A collective, verifiable renunciation of proxy warfare across the region would mark a decisive break from the past and lay the foundation for long-term stability.

But peace cannot rest on security assurances alone. It must be anchored in economic logic.

The near-total absence of trade between Pakistan and India is one of the great economic paradoxes of our time. Trade disruptions with Afghanistan have harmed both economies, while limited engagement with Iran has constrained natural trade. Sealing the Pakistan–Afghanistan border to trade is, in effect, akin to choking a landlocked economy’s lifeline—an act that ultimately harms regional connectivity and Pakistan’s own access to Central Asian markets.

At a time when regional blocs elsewhere are deepening integration, South and West Asia remain fragmented, trading less with each other than with distant markets.

This is neither sustainable nor rational.

Opening trade routes among Pakistan, India, Iran, and Afghanistan would do more than boost growth. It would create constituencies for peace. Trade has its own logic: it raises the cost of conflict and embeds stability in everyday economic life. Trucks crossing borders, energy pipelines linking grids, and markets dependent on each other’s goods transform borders from lines of division into corridors of exchange.

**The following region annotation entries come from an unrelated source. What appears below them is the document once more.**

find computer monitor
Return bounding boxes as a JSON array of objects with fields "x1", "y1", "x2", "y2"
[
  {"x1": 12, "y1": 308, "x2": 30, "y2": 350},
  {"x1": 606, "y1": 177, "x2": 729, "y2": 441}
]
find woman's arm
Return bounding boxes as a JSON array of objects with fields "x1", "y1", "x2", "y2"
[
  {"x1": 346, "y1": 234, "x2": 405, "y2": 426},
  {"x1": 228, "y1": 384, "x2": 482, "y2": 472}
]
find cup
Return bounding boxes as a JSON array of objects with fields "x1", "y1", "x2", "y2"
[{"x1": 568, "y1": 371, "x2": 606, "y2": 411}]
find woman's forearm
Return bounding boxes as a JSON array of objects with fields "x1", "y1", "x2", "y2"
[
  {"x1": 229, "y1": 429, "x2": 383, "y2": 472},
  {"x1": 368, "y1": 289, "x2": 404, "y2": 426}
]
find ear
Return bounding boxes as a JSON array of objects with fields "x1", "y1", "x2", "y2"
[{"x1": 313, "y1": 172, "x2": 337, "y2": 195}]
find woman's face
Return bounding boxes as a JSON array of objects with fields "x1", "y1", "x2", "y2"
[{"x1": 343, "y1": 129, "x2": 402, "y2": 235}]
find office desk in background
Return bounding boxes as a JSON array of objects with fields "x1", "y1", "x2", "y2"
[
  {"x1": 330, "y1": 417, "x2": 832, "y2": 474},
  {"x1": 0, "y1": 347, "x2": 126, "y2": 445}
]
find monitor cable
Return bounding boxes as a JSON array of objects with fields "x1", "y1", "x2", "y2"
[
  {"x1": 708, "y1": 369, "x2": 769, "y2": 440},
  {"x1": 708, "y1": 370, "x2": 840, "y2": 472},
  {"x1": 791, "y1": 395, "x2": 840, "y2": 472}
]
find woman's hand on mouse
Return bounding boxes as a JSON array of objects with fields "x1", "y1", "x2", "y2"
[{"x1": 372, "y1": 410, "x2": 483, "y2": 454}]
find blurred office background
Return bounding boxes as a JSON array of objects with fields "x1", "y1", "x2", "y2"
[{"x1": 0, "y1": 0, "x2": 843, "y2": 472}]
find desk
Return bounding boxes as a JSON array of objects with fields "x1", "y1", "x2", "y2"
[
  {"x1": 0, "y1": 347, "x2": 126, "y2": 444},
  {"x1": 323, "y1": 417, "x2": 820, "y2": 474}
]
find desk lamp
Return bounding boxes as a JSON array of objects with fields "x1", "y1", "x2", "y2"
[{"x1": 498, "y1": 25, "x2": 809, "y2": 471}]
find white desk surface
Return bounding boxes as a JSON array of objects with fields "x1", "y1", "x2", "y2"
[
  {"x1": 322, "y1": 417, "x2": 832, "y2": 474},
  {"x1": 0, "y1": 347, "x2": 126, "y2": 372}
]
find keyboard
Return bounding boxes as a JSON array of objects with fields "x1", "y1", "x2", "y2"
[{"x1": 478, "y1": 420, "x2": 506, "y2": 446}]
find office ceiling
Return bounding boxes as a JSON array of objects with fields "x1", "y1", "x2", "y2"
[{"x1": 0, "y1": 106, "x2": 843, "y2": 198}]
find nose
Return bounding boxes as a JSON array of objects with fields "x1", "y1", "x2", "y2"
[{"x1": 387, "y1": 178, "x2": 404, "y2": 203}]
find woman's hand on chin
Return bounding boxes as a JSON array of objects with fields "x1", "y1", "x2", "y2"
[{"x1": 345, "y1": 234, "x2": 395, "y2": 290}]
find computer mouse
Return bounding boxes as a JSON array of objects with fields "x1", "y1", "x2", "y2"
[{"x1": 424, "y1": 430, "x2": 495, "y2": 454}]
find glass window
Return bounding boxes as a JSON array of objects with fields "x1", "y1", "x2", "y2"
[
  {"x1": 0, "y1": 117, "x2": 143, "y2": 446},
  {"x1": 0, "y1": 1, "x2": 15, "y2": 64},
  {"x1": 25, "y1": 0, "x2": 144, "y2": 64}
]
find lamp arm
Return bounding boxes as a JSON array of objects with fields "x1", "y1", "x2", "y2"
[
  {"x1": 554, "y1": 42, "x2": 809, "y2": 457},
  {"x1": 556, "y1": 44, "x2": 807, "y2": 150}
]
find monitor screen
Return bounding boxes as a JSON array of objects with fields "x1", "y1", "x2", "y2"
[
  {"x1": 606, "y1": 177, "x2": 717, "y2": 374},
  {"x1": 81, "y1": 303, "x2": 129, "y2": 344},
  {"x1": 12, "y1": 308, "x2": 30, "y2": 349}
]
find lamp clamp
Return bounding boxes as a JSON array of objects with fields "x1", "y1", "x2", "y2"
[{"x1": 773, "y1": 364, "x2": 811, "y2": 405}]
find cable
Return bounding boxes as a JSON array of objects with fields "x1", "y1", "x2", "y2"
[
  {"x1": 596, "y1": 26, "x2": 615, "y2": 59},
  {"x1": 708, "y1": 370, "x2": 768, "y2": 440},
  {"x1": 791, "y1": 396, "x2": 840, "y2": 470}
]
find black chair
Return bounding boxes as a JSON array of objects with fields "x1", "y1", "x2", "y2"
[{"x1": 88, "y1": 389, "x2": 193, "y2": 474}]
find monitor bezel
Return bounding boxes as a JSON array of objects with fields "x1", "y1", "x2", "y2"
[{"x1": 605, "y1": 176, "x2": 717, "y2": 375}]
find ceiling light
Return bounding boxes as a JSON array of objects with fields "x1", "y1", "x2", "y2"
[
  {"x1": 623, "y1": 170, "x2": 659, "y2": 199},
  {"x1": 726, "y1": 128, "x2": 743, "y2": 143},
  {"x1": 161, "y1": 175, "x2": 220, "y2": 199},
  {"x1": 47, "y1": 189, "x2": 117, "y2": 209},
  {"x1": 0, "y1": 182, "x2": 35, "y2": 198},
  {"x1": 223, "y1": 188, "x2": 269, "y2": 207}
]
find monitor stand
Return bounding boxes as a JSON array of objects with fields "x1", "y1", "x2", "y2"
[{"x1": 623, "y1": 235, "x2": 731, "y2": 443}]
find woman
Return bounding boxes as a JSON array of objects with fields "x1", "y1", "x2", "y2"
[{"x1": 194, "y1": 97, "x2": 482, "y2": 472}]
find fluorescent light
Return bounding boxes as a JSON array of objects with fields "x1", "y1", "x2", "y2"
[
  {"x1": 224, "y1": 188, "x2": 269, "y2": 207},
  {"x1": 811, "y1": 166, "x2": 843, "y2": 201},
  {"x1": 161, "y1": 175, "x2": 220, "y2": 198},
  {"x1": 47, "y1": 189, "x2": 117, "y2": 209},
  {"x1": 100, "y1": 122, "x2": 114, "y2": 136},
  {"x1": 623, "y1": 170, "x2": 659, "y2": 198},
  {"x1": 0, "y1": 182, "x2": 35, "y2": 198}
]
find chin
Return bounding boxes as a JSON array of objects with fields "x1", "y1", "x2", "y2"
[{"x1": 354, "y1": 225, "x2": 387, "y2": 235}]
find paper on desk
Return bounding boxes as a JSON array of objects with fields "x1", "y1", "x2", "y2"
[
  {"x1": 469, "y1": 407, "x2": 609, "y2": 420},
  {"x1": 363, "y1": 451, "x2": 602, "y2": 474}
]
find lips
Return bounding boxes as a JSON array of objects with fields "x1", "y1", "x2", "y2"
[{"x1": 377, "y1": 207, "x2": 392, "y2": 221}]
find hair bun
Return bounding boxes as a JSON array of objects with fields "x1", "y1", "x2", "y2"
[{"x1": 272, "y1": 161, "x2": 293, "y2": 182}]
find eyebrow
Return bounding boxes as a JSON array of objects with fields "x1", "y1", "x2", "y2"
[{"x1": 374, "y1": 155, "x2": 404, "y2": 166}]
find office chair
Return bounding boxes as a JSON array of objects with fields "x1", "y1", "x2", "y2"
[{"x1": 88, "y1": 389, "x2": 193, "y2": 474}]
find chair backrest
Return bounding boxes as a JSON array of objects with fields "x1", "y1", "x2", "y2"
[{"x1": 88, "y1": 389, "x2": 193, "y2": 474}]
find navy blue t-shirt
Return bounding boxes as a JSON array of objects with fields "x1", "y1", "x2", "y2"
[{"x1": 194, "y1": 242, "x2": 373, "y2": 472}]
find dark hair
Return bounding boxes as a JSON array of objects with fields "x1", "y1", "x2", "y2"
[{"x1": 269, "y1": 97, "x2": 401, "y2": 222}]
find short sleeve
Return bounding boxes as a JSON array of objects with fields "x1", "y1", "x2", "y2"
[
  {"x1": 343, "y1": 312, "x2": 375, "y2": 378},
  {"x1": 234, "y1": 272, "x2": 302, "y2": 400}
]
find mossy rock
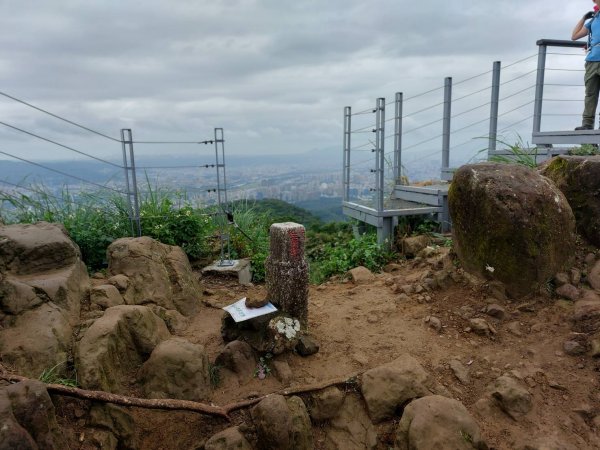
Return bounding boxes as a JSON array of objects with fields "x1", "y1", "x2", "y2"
[
  {"x1": 541, "y1": 155, "x2": 600, "y2": 247},
  {"x1": 448, "y1": 163, "x2": 575, "y2": 297}
]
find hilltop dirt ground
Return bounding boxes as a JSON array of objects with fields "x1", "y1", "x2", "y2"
[{"x1": 52, "y1": 249, "x2": 600, "y2": 449}]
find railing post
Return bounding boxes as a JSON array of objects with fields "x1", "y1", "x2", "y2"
[
  {"x1": 441, "y1": 77, "x2": 452, "y2": 180},
  {"x1": 488, "y1": 61, "x2": 500, "y2": 160},
  {"x1": 533, "y1": 43, "x2": 547, "y2": 133},
  {"x1": 374, "y1": 98, "x2": 385, "y2": 212},
  {"x1": 342, "y1": 106, "x2": 352, "y2": 202},
  {"x1": 394, "y1": 92, "x2": 403, "y2": 184},
  {"x1": 121, "y1": 128, "x2": 142, "y2": 237},
  {"x1": 215, "y1": 128, "x2": 234, "y2": 267}
]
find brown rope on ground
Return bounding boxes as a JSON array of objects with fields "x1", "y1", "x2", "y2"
[{"x1": 0, "y1": 364, "x2": 359, "y2": 420}]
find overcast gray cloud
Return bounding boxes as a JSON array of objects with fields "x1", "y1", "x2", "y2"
[{"x1": 0, "y1": 0, "x2": 593, "y2": 163}]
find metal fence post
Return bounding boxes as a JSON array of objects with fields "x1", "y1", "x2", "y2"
[
  {"x1": 342, "y1": 106, "x2": 352, "y2": 202},
  {"x1": 441, "y1": 77, "x2": 452, "y2": 180},
  {"x1": 533, "y1": 43, "x2": 547, "y2": 133},
  {"x1": 394, "y1": 92, "x2": 403, "y2": 184},
  {"x1": 488, "y1": 61, "x2": 500, "y2": 160},
  {"x1": 374, "y1": 98, "x2": 385, "y2": 211},
  {"x1": 121, "y1": 128, "x2": 142, "y2": 237},
  {"x1": 215, "y1": 128, "x2": 234, "y2": 267}
]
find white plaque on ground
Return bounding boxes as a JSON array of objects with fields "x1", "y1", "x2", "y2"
[{"x1": 223, "y1": 297, "x2": 277, "y2": 322}]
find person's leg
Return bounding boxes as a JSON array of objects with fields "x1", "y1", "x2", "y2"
[{"x1": 581, "y1": 61, "x2": 600, "y2": 130}]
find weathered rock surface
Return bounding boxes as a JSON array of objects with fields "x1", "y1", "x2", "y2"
[
  {"x1": 309, "y1": 386, "x2": 345, "y2": 421},
  {"x1": 90, "y1": 284, "x2": 125, "y2": 309},
  {"x1": 348, "y1": 266, "x2": 375, "y2": 284},
  {"x1": 395, "y1": 395, "x2": 487, "y2": 450},
  {"x1": 0, "y1": 303, "x2": 73, "y2": 379},
  {"x1": 88, "y1": 403, "x2": 139, "y2": 450},
  {"x1": 0, "y1": 380, "x2": 68, "y2": 450},
  {"x1": 76, "y1": 305, "x2": 171, "y2": 393},
  {"x1": 541, "y1": 155, "x2": 600, "y2": 247},
  {"x1": 361, "y1": 355, "x2": 447, "y2": 423},
  {"x1": 325, "y1": 395, "x2": 377, "y2": 450},
  {"x1": 489, "y1": 375, "x2": 533, "y2": 420},
  {"x1": 138, "y1": 338, "x2": 211, "y2": 401},
  {"x1": 107, "y1": 237, "x2": 202, "y2": 316},
  {"x1": 215, "y1": 341, "x2": 257, "y2": 379},
  {"x1": 204, "y1": 427, "x2": 253, "y2": 450},
  {"x1": 251, "y1": 395, "x2": 313, "y2": 450},
  {"x1": 448, "y1": 163, "x2": 575, "y2": 297}
]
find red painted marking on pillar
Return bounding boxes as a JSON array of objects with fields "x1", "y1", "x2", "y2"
[{"x1": 288, "y1": 229, "x2": 304, "y2": 256}]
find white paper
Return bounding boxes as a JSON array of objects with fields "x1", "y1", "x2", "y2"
[{"x1": 223, "y1": 297, "x2": 277, "y2": 322}]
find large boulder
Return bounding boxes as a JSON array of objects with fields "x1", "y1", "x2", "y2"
[
  {"x1": 0, "y1": 303, "x2": 73, "y2": 378},
  {"x1": 251, "y1": 394, "x2": 313, "y2": 450},
  {"x1": 75, "y1": 305, "x2": 171, "y2": 393},
  {"x1": 448, "y1": 163, "x2": 575, "y2": 297},
  {"x1": 0, "y1": 380, "x2": 68, "y2": 450},
  {"x1": 394, "y1": 395, "x2": 487, "y2": 450},
  {"x1": 138, "y1": 338, "x2": 211, "y2": 401},
  {"x1": 541, "y1": 155, "x2": 600, "y2": 247},
  {"x1": 0, "y1": 222, "x2": 90, "y2": 316},
  {"x1": 361, "y1": 355, "x2": 448, "y2": 423},
  {"x1": 107, "y1": 237, "x2": 202, "y2": 316}
]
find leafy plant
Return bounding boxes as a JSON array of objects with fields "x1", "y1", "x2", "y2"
[
  {"x1": 38, "y1": 361, "x2": 78, "y2": 387},
  {"x1": 569, "y1": 144, "x2": 600, "y2": 156}
]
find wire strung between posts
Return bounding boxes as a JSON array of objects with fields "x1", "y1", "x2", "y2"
[
  {"x1": 136, "y1": 164, "x2": 216, "y2": 170},
  {"x1": 0, "y1": 92, "x2": 121, "y2": 142},
  {"x1": 503, "y1": 54, "x2": 538, "y2": 70},
  {"x1": 0, "y1": 150, "x2": 125, "y2": 194},
  {"x1": 0, "y1": 121, "x2": 123, "y2": 169},
  {"x1": 500, "y1": 69, "x2": 537, "y2": 86},
  {"x1": 500, "y1": 114, "x2": 533, "y2": 132},
  {"x1": 499, "y1": 84, "x2": 535, "y2": 101},
  {"x1": 131, "y1": 140, "x2": 215, "y2": 145}
]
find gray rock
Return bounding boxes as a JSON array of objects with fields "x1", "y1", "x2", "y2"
[
  {"x1": 394, "y1": 395, "x2": 487, "y2": 450},
  {"x1": 250, "y1": 394, "x2": 313, "y2": 450},
  {"x1": 556, "y1": 283, "x2": 580, "y2": 301},
  {"x1": 448, "y1": 163, "x2": 575, "y2": 298},
  {"x1": 485, "y1": 303, "x2": 506, "y2": 320},
  {"x1": 309, "y1": 386, "x2": 345, "y2": 421},
  {"x1": 204, "y1": 427, "x2": 253, "y2": 450},
  {"x1": 361, "y1": 355, "x2": 448, "y2": 423},
  {"x1": 448, "y1": 359, "x2": 471, "y2": 385},
  {"x1": 488, "y1": 376, "x2": 533, "y2": 420},
  {"x1": 325, "y1": 395, "x2": 377, "y2": 450},
  {"x1": 296, "y1": 334, "x2": 319, "y2": 356},
  {"x1": 138, "y1": 338, "x2": 211, "y2": 401}
]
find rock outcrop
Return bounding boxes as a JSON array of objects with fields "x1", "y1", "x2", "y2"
[
  {"x1": 448, "y1": 163, "x2": 575, "y2": 297},
  {"x1": 0, "y1": 222, "x2": 89, "y2": 378},
  {"x1": 541, "y1": 155, "x2": 600, "y2": 247},
  {"x1": 107, "y1": 237, "x2": 202, "y2": 316},
  {"x1": 361, "y1": 355, "x2": 447, "y2": 423},
  {"x1": 138, "y1": 338, "x2": 211, "y2": 401},
  {"x1": 0, "y1": 380, "x2": 68, "y2": 450},
  {"x1": 76, "y1": 305, "x2": 171, "y2": 393},
  {"x1": 394, "y1": 395, "x2": 487, "y2": 450}
]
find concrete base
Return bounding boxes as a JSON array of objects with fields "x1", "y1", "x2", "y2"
[{"x1": 202, "y1": 259, "x2": 252, "y2": 285}]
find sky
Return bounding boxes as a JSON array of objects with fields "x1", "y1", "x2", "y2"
[{"x1": 0, "y1": 0, "x2": 593, "y2": 169}]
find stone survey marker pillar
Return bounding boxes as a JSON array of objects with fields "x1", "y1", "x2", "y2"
[{"x1": 265, "y1": 222, "x2": 308, "y2": 327}]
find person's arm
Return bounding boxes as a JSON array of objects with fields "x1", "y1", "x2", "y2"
[{"x1": 571, "y1": 11, "x2": 593, "y2": 41}]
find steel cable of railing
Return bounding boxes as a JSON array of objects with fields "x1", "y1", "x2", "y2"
[
  {"x1": 503, "y1": 53, "x2": 538, "y2": 70},
  {"x1": 0, "y1": 150, "x2": 125, "y2": 194},
  {"x1": 499, "y1": 84, "x2": 535, "y2": 101},
  {"x1": 500, "y1": 69, "x2": 537, "y2": 86},
  {"x1": 499, "y1": 114, "x2": 533, "y2": 133},
  {"x1": 0, "y1": 121, "x2": 123, "y2": 169},
  {"x1": 0, "y1": 92, "x2": 121, "y2": 142}
]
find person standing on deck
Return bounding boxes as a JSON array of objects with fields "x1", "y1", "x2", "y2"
[{"x1": 571, "y1": 0, "x2": 600, "y2": 130}]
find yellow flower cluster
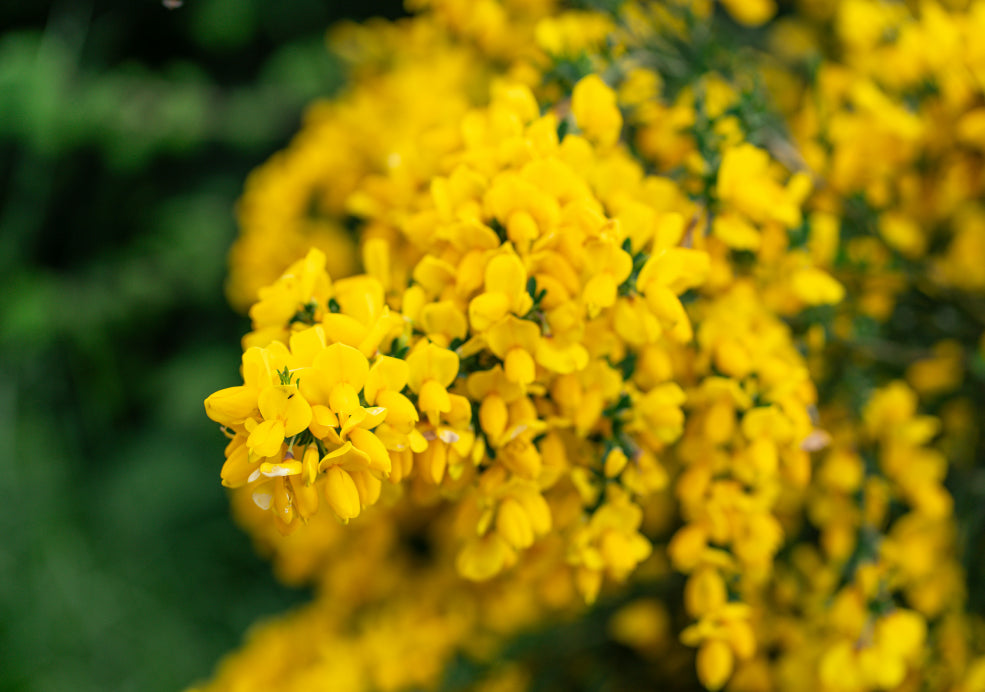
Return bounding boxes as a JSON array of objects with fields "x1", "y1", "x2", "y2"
[{"x1": 196, "y1": 0, "x2": 985, "y2": 692}]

Without this economic underpinning, all talk of peace will remain cosmetic.

Yet Pakistan’s credibility abroad ultimately rests on coherence at home.

A country cannot convincingly advocate peace in its neighbourhood while grappling with unresolved tensions within its own borders. Regional diplomacy must therefore be matched by internal reconciliation.

In Balochistan and parts of the Pashtun belt, cycles of mistrust, underdevelopment, and political exclusion have created conditions where conflict perpetuates itself. A purely security-driven approach has reached its limits. It may contain symptoms, but it cannot resolve causes.

What is required is a political strategy: sustained dialogue, equitable resource sharing, economic inclusion, and a genuine willingness to address longstanding grievances.

Reaching out to Baloch and Pashtun stakeholders across the political spectrum must not be seen as a concession, but as an investment in national cohesion. A negotiated peace, rooted in dignity and development, would strengthen not only these regions but also Pakistan’s credibility as a proponent of peace beyond its borders.

Peace, in this sense, is indivisible.

It cannot be pursued across borders while deferred within them. Nor can it be sustained through security measures alone, without the parallel architecture of political inclusion and economic cooperation.

Pakistan stands today at a rare juncture. It has demonstrated its capacity to facilitate dialogue between global adversaries. The challenge now is to extend that instinct into a coherent strategy, linking regional peace with internal stability.

This will require political courage, consistency, and a willingness to move beyond entrenched positions. It will demand reciprocity from neighbours and introspection at home.

But the alternative is already familiar: recurring crises abroad and unresolved fault lines within.

Pakistan has an opportunity to choose differently and to make peace not an event, but a policy.